What to Do with Interruptions to Your iOS Application

By Neal Goldstein, Dave Wilson

On an iOS device running iOS 4.2 or newer versions, various events besides termination can interrupt your app to allow the user to respond — for example, calendar alerts or the user pressing the Sleep/Wake button — and your app moves into the inactive state.

If the user chooses to ignore an interruption, your app moves back into the active state and continues running as before. If the user decides to tap the alert to deal with it (or if the interruption was from the user touching the Home button to switch out of your application), your app then moves into its background state, where it’s suspended but remains in memory.

iOS sends you a number of messages to let you know exactly what’s happening as well as to give you the opportunity to take actions such as save user data and state information, which means saving at the point where the user was in the application. (If an app needs to continue running, it can request execution time from the system.)

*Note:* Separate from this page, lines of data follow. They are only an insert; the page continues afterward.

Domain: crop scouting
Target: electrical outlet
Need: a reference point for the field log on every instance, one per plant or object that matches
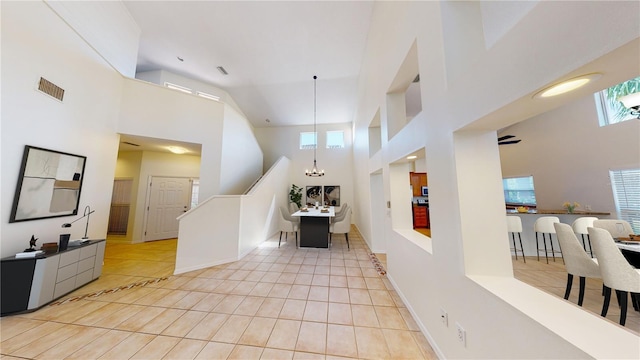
(462, 335)
(444, 317)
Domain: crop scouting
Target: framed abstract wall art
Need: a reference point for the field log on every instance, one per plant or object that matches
(49, 184)
(332, 195)
(314, 193)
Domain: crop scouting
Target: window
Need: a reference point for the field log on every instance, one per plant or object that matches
(519, 191)
(335, 139)
(178, 87)
(610, 110)
(626, 194)
(308, 140)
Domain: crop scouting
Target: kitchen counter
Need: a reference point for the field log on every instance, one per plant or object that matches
(530, 217)
(559, 212)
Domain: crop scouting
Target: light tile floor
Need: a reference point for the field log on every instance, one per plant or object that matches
(276, 303)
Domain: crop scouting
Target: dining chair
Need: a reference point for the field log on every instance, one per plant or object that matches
(342, 210)
(580, 226)
(514, 226)
(340, 214)
(616, 272)
(616, 227)
(288, 224)
(293, 207)
(544, 226)
(576, 260)
(342, 226)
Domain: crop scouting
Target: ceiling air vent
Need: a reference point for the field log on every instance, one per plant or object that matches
(51, 89)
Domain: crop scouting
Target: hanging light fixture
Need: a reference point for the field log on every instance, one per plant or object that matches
(314, 172)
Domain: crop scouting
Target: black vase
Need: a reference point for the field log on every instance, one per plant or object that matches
(64, 242)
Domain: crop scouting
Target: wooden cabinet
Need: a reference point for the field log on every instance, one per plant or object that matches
(420, 217)
(418, 180)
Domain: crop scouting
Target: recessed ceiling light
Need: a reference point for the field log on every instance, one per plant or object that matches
(567, 85)
(177, 149)
(208, 96)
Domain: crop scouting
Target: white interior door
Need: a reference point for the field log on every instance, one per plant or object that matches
(168, 199)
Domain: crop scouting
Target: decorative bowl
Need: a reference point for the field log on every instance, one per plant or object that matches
(49, 248)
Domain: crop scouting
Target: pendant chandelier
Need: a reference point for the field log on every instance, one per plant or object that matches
(314, 172)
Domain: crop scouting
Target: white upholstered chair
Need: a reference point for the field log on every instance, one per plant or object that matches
(580, 226)
(616, 272)
(544, 226)
(287, 224)
(576, 259)
(293, 207)
(341, 226)
(617, 228)
(343, 208)
(514, 226)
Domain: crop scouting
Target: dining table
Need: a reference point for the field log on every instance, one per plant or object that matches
(314, 225)
(630, 250)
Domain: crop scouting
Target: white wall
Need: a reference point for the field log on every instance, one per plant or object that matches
(108, 27)
(99, 103)
(241, 154)
(159, 77)
(225, 228)
(128, 167)
(337, 163)
(467, 271)
(155, 111)
(36, 43)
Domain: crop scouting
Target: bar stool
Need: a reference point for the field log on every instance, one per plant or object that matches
(514, 226)
(580, 226)
(544, 225)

Because the app is in the background (running or suspended) and still in memory, relaunching is nearly instantaneous. An app’s objects (including its windows and views) remain in memory, so they don’t need to be re-created when the app relaunches. If memory becomes constrained, iOS may purge background apps to make more room for the foreground app.

Because these interruptions cause a temporary loss of control by your app, touch events are no longer sent to your app. When developing your app, you need to take this fact into account. For example, if your app is a game, you should pause the game when your game is interrupted.

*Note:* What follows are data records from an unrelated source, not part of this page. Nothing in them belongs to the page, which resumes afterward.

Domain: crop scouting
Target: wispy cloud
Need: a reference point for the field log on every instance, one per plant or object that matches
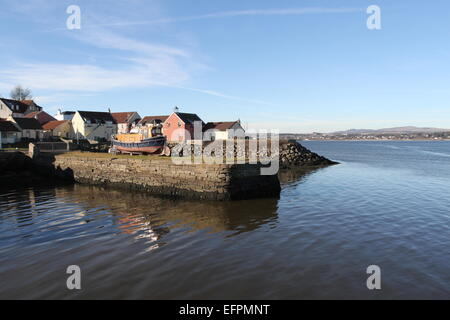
(237, 13)
(223, 95)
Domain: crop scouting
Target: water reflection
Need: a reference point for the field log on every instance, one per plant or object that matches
(296, 175)
(136, 212)
(72, 211)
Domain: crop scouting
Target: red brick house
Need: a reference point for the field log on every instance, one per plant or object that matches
(41, 116)
(179, 126)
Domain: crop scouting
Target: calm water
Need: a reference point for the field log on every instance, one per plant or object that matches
(386, 204)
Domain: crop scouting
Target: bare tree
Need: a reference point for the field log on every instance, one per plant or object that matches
(20, 93)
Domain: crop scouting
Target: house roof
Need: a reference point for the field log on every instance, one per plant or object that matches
(30, 102)
(188, 117)
(148, 119)
(41, 116)
(8, 126)
(96, 117)
(53, 124)
(15, 106)
(220, 126)
(28, 123)
(122, 117)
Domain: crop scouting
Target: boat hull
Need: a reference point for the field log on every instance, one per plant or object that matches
(146, 146)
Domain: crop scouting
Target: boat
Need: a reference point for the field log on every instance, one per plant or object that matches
(153, 145)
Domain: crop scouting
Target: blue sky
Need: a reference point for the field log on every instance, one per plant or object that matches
(296, 66)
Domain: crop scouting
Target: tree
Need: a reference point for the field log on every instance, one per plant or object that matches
(20, 93)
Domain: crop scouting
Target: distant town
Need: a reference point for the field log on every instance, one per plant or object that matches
(401, 133)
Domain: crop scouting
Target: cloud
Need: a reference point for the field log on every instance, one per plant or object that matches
(238, 13)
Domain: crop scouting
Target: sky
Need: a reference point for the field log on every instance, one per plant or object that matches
(295, 66)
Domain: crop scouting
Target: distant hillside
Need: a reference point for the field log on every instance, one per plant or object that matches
(396, 130)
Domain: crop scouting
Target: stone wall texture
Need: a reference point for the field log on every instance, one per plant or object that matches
(162, 177)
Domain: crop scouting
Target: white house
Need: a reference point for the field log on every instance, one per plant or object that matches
(223, 130)
(64, 115)
(9, 132)
(93, 125)
(30, 128)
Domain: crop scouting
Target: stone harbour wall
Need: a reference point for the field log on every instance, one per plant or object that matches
(162, 177)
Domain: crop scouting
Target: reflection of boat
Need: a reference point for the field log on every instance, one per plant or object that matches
(143, 146)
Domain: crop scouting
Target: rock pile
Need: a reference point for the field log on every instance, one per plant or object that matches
(293, 154)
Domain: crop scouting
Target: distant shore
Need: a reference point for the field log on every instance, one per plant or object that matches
(377, 140)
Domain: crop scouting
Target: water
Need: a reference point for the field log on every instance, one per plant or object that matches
(385, 204)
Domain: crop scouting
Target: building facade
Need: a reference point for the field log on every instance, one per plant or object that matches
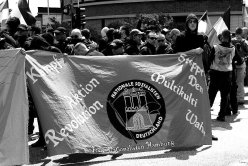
(100, 13)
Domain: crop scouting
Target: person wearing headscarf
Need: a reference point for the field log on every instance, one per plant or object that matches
(189, 39)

In general, your app should store information about its current state when it moves to the inactive state and be able to restore itself to the current state upon a subsequent relaunch.

In all cases, the sequence of events starts the same way — with the applicationWillResignActive: message sent to your application delegate when the application is about to move from active to inactive state. In this method, you should pause ongoing tasks, disable timers, throttle down OpenGL ES frame rates (that is, you should use this method to pause the game), and generally put things on hold.

What happens after this depends on a) the nature of the interruption, and b) how the user responds to the interruption. Your application may be either moved to the background or reactivated.